When a BitTorrent client connects to DHT, there is an initial place that it goes to find peers. With the original BitTorrent client, there was a url to bitorrent.com that would help get things started. I tried looking up the reference but I couldn't find it. Once you've established connections with other clients, then you can do an announce on the DHT network to find peers for the torrent you're looking for.
A trackerless torrent dictionary does
not have an "announce" key. Instead, a
trackerless torrent has a "nodes" key.
This key should be set to the K
closest nodes in the torrent
generating client's routing table.
Alternatively, the key could be set to
a known good node such as one operated
by the person generating the torrent.
Please do not automatically add
"router.bittorrent.com" to torrent
files or automatically add this node
to clients routing tables.
A client can learn about other DHT-capable peers through it's interactions with them. A peer's support for DHT is advertised in it's Handshake. Once a client discovers at least one good, well-connected DHT peer, it can navigate the DHT to find more and closer DHT peers. It will remember these peers, called nodes in DHT-speak, between restarts of the software and maintain/update the list continuously while it is running. In the worse case where a client knows of no good DHT-capable peers, it will require you to download a tracker-based torrent so it can hopefully contact a few good DHT-capable peers it learns about through the tracker.
Update:
For it's initial list of DHT peers, as @Seppo points out, a torrent client can use one or more hard-coded DNS names to find the addresses for well-known peers, and it may also include a hard-coded list of peers as a final fallback as well. One limitation of DNS, however, it no port information is provided so a default port of 6881 is generally assumed whereas other means support peers operating on different ports.

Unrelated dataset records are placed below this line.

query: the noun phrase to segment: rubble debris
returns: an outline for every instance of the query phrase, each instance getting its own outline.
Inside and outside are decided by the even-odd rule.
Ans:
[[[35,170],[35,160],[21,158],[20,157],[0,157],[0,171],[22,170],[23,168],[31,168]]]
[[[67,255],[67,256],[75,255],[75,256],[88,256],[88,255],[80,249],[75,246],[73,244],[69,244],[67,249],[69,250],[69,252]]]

Torrent File: some torrent files can embed nodes for you to link into the DHT with (in fact, it's recommended when making a torrent file)
Hardcoding: Some torrent clients hard code a few bootstrap nodes (like the ones mentioned by stk). These are usually run by companies and organizations with long-running servers.
PEX / Peer Conversations: You can usually ask for DHT nodes from the people you are downloading other torrents from (if your clients understand eachothers language. ie some versions are incompatible).